As no patients with NAFLD codification were transplanted until 2003, we performed our survival analysis in the MELD era (2002–2017). In our study, HCV was a main determinant of death in the pre-DAA era (2002–2013) but was not associated with decreased survival in the DAA era (2014–2017), confirming that HCV widespread cure has significantly improved the prognosis of HCV patients undergoing LT for HCC.[30] During the 2002–2013 period, HBV patients showed the best survival, and HCV patients had an impaired survival compared to NAFLD patients. Even though diabetes was far more prevalent in the NAFLD population, and having diabetes was a strong predictor of mortality, survival was significantly worse for HCV-infected patients. However, this strong effect of HCV infection on survival disappeared in 2014, in concert with the rise of DAAs, and no differences in survival have been noted between HCV and NAFLD patients since then. Even though the follow-up is still short and median survivals have not been reached, our study is, to the best of our knowledge, the first to show the changing trends on etiology and their impact on survival in HCC-related LT in the United States in the recent years. Of note, the causes of death were different among HCV and NAFLD patients, and as expected, more related to cardiovascular events in the latter. The higher rate of graft-related death among HCV patients may be explained by differences in recipient and donor characteristics or, plausibly, be related to post-LT HCV recurrence and related graft failure before the DAA era. Remarkably, graft-related deaths were comparable in patients with HBV and HCV.

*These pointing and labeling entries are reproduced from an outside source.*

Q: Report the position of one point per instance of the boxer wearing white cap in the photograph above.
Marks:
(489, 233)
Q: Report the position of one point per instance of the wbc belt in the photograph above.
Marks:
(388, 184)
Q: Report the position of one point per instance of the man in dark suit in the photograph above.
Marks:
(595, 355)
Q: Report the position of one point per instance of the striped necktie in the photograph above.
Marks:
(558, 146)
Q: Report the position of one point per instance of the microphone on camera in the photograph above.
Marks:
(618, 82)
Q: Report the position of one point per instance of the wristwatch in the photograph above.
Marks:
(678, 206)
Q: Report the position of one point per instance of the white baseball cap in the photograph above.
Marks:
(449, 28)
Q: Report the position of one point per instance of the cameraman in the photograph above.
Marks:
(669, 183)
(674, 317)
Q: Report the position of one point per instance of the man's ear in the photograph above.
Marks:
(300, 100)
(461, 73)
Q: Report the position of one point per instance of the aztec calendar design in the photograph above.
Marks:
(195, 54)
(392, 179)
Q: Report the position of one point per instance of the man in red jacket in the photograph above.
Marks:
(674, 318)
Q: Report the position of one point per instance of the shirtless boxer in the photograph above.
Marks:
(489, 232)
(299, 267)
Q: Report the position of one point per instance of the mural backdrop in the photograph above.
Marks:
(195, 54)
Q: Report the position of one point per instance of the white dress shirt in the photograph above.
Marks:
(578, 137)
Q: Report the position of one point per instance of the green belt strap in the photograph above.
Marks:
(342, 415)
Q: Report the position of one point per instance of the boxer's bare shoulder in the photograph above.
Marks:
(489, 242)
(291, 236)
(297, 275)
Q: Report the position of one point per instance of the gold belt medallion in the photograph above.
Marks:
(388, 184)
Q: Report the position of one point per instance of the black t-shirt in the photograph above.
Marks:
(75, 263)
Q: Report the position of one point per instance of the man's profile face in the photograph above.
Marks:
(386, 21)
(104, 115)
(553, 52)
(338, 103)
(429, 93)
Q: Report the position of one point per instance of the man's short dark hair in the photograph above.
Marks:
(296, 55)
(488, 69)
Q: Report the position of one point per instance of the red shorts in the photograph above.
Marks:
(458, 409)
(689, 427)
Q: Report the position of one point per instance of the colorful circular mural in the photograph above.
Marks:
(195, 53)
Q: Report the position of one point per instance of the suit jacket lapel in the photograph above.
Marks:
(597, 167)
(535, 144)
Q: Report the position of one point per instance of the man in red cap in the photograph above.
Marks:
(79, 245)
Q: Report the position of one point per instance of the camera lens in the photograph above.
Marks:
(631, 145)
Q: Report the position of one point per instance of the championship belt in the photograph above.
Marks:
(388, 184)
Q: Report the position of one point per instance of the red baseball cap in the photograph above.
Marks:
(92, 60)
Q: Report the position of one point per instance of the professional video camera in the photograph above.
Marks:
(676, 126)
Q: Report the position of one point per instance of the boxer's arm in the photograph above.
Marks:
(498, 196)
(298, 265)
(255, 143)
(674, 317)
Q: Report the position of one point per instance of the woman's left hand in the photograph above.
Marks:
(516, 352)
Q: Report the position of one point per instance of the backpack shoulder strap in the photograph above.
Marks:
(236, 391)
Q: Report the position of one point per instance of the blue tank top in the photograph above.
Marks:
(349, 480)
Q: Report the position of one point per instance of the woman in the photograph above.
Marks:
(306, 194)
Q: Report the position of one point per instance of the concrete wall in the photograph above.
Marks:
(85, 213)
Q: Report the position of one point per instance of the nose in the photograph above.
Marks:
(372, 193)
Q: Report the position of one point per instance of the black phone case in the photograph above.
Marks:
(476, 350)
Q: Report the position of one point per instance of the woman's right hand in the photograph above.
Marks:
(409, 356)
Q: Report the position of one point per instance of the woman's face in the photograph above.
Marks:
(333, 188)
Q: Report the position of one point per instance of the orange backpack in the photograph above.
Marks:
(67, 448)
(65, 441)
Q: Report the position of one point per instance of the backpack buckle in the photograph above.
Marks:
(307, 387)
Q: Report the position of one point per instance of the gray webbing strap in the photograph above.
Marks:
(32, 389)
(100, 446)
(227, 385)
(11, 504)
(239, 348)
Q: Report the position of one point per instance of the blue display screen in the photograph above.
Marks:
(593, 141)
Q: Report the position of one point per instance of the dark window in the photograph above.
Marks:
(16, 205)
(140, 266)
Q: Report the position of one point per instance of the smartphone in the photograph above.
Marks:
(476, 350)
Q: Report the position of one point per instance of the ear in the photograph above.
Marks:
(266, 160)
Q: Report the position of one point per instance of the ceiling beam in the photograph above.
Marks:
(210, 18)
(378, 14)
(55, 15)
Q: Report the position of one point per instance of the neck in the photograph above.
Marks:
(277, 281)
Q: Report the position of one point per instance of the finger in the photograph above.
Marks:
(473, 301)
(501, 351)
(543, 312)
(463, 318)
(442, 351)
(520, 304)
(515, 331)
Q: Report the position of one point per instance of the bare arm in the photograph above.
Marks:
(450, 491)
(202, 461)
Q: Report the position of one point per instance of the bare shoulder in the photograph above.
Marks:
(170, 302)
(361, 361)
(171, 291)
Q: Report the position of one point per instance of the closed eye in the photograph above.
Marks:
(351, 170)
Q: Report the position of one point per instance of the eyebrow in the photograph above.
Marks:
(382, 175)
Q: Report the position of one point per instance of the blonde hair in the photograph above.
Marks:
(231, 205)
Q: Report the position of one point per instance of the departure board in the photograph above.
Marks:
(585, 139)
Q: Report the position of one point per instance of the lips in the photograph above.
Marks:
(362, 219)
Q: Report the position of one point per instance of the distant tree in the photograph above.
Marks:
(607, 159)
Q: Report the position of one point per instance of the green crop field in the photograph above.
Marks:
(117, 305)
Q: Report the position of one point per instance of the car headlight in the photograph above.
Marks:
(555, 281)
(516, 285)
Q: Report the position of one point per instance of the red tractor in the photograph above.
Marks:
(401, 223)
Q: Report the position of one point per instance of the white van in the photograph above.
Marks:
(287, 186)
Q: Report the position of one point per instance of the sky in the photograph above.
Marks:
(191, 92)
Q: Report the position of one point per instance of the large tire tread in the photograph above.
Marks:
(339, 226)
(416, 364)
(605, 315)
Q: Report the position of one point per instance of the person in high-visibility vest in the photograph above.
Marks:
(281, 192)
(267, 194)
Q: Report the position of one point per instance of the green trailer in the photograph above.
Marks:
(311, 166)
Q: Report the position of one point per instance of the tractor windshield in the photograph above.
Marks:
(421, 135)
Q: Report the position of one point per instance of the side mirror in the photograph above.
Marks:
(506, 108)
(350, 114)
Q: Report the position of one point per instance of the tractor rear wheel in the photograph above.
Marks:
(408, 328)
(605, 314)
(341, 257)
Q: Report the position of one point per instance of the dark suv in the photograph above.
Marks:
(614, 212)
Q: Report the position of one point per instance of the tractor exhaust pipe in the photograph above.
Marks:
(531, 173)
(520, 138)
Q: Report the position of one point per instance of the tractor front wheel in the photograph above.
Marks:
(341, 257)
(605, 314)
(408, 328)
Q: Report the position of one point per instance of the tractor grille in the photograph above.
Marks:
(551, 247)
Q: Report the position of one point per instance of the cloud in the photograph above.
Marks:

There are several limitations to our study. Due to the nature of the database, the determination of the underlying etiology of chronic liver disease, by the primary and secondary diagnoses, is based on how the diagnosis codes were entered into the database. Therefore, the HCC cases could be under or overreported. Data regarding HCV-RNA are not available in the database. Therefore it is unclear whether HCV recipients were post-SVR or had active HCV. Furthermore, a detailed history regarding the amount of alcohol use is not available. Besides, there are missing data, specifically prior to 2002, and cases with unknown etiology within the database. Patients with HCC with unknown etiology were noted to have the highest mortality compared to other groups. However, in recent years, these cases accounted for only 5% of the total.

In summary, changes in the MELD exception policy have over time led to a decrease in the proportion of LT for HCC candidates after an initial significant increase with the adoption of the MELD score for organ allocation. Although HCV remains the most common etiology of HCC-related LT, the availability of DAA is decreasing its burden. Conversely, there is in the same timeframe a steady increase in patients undergoing LT with NAFLD-related HCC. Whereas in the pre DAA era HCV infection was one of the strongest determinants of death in the HCC-related LT population, NAFLD and HCV patients have similar survival in the DAA era, and HCV is no longer an independent predictor of an adverse outcome. The rate of death for cardiovascular disease is higher in NAFLD patients, whereas the rate of graft-related death is higher among HCV individuals. Further studies in the next years will be of high importance in order to confirm these changing trends.